You may wonder why I have called the blog "Little Teaboys Everywhere." The story, as Buddhist teacher Pema Chödrön tells it, goes like this: before the Indian monk Atisha introduced Buddhism into Tibet, he heard that the Tibetans were serene, friendly, non-aggravating people. Fearing lest living among such people would retard his spiritual progress, Atisha brought with him a surly, abrasive Bengali teaboy to help him continually practice patience and forbearance. The joke, of course, is that once he actually landed in Tibet, he discovered that he needn't have brought his teaboy with him, as there are frustrating people everywhere.

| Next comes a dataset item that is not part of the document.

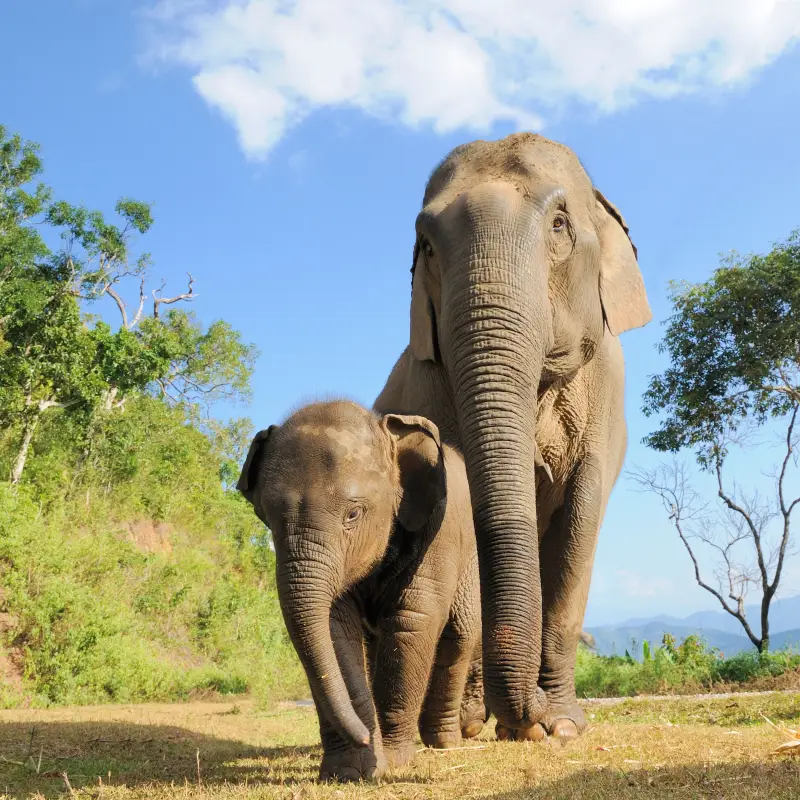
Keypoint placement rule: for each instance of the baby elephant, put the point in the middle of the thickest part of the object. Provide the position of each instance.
(377, 576)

In Buddhist thought, the people and situations that frustrate us most are our best teachers. These people and circumstances are an opportunity for spiritual practice and growth. "AFGO," as they say in Twelve Step--"Another Growth Opportunity."

I'm no Hebrew scholar, but I'd love to know the literal meaning of the verse that is traditionally translated "This is the day that the LORD has made--let us rejoice and be glad in it." For me, at any rate, the meaning is more like this: "Might as well rejoice and be glad in it." No reason not to; nothing to be gained by fighting it, because this is it--the soup of the day that the LORD has made. It hurts you to kick against the goads. Or as we say around our house, "You get what you get, and you don't get upset."

Jesus didn't say that he came that we may have a better life, or an easier one or a more successful--he came that we may have life "more abundantly." And just as a hearing aid amplifies everything--the sounds that distract you as well as the ones you want to hear--"abundant life" means more life--all of the above. So this blog is about my coming to terms with my own abundant life. As Aeschylus put it in Agamemnon:



In our sleep, pain, which cannot forget, falls drop by drop upon the heart until, in our own despair, against our will comes wisdom through the awful grace of God.



Sounds grim, I know, but as I get older I am coming to realize that it isn't, or needn't be--that "resignation to the will of God" is not an admission of defeat or a desiccation of human vitality, but rather the determination to find joy and fulfillment in the present moment--a moment which comes to us, as C. S. Lewis put it, as "pure gift."